Generally speaking, snaps aren’t a good format for allowing users to make changes to the bundled packages (they’re designed to be immutable). However if the package is likely to benefit the average university student and the license & technical requirements allow, I’d be happy to consider adding new packages to be included properly.
For a truly custom Python experience however, I’d recommend trying to rebuild the snap with a modified Python package list. The build environment should be fairly easy to set up, and you’d generate a file for yourself that you’re free to share with others and would never automatically update any of the bundled packages unless you rebuilt it and reinstalled it manually.
But aside from that, you can still instruct Python to look elsewhere for packages, including locations that are writable, and the snap still ships with Pip, which means you can do something like this:
root-framework.run pip3 install torch -t $HOME/pyroot-extras
You could then use the packages in that folder by prepending pyroot scripts with
import sys
sys.path.append("/home/james/pyroot_extras")

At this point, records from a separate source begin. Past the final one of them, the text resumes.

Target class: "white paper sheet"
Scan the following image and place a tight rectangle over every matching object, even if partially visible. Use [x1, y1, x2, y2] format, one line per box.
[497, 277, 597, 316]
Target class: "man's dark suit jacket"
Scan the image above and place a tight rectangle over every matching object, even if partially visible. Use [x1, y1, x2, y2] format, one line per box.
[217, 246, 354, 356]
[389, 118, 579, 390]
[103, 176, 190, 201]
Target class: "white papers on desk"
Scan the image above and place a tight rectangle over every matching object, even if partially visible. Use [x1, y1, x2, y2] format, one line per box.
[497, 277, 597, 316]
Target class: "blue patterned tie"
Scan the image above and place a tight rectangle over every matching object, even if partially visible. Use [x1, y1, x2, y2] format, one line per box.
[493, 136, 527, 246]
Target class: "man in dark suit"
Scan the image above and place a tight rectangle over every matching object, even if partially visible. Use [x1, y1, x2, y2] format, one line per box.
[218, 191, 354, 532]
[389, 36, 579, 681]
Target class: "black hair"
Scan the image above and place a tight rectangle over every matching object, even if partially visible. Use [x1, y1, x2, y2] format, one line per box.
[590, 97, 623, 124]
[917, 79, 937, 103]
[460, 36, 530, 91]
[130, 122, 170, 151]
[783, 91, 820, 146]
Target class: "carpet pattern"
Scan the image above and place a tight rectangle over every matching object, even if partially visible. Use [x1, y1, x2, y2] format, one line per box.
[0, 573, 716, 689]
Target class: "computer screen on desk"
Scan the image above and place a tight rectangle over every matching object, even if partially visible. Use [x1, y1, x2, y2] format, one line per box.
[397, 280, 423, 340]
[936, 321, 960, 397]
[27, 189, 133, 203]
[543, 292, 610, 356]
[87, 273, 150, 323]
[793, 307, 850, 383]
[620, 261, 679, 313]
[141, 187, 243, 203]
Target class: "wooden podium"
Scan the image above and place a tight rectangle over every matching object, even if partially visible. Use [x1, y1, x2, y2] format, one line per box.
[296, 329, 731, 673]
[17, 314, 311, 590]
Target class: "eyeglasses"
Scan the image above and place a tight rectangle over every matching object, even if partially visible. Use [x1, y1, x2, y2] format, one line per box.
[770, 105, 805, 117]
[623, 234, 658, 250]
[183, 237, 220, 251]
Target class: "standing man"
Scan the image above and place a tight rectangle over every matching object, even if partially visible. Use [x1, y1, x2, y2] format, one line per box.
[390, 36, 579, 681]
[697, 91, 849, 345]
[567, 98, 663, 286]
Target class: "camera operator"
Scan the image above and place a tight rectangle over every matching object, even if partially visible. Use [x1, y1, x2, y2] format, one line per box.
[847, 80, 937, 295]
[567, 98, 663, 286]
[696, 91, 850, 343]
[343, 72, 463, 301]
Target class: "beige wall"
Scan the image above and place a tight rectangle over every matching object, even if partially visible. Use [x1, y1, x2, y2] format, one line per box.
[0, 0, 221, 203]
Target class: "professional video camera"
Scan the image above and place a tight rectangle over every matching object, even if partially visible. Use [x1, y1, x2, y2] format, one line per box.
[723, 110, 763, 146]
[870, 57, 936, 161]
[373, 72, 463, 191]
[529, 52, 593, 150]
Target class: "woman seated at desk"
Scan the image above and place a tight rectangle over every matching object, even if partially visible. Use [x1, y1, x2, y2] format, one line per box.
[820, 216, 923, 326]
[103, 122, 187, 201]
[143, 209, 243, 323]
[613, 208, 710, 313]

The issue with this approach is that the Python environment may still change as the snap receives updates, e.g, there’ll be an update later this year from Python 3.8 --> 3.10, and you’d be responsible for setting up that folder again manually since it wouldn’t be included in the snap itself and would presumably break when that happens.
However, I might make some wrappers/changes (e.g, to the default $PYTHONPATH
variable) which might make that easier. But as is, the majority of the target audience doesn’t appear to mind the status quo, which makes this a relatively low priority.